Ryan will be 5yo in 9 more days. He has mild/moderate Autism. He knows 1 - 30, can count backwards from 10, knows ABCs, he can spell, 1 - 10 in Spanish, all his shapes and colors. He attends a Pre-school Program for Children with Disabilities at one of our local schools. Have you brought up your concerns to the ped or asked your local school district about testing him?
Ryan just learned his name is April, but he can't tell you how old he is.

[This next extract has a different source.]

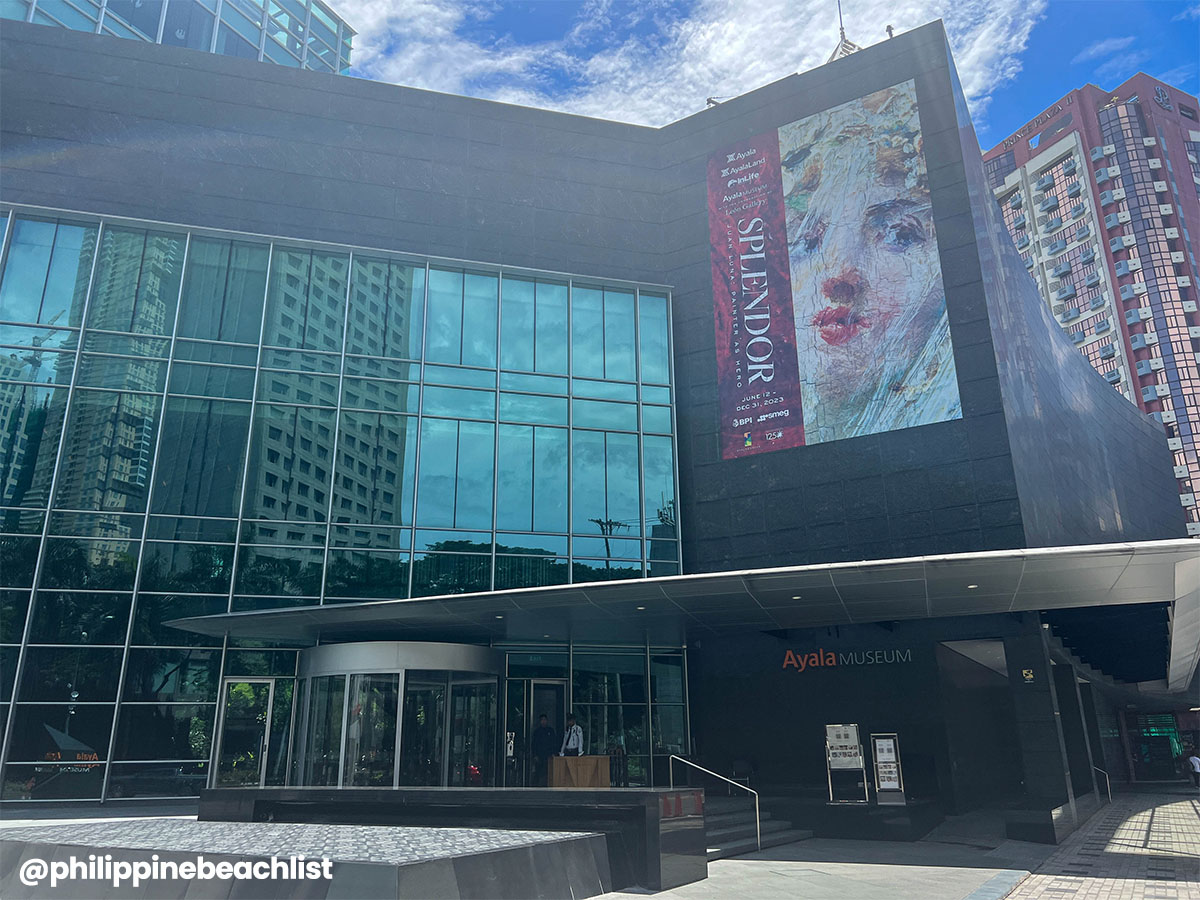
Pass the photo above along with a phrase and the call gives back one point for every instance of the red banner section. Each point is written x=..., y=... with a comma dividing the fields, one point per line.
x=757, y=371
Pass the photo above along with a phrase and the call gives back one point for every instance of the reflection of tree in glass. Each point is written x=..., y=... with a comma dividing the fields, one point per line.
x=273, y=573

He doesn't carry on a conversation and repeats from TV a lot.
Hi, my name is Vicki and your son sounds allot like my oldest son Caleb, he barely spoke but could count to 10 and name all his colors(expect black and white and he confuses those still) and often quoted stuff from tv at around that age, he seemed terrified of the toilet and of even the litttle potty chair, we honestly thought potty training would just never happen with him, but this april right before he turned 6 he just started going to the toilet on his own and is completely trained during the day now, I attribute much of it to him being medicated as i feel it helps him maintain focus better
i would definitely bring all your concerns to your pedi, like I said your son sounds allot like my son at that age, Caleb was around 3.5 when he got his diagnosis of moderate autism and he has came a long way since then, he can carry on a bit of conversation now which is huge and something i feared would never happen, the right treatment can really make a huge difference
Hi My name is Nicole, I have a bunch of older kids the oldest two were adopt4d from the fostercare system.
The kids I talk about on JM are in my siggy.
Beau was diagnosed as PDD-NOS at 23 months. For him taking him off of wheat and dairy has made a huge difference. He is in early intervention, with speech therapy. We are making the rounds with the different specialist to see what else might be going on. We just found out he has poor vision. Glasses coming soon!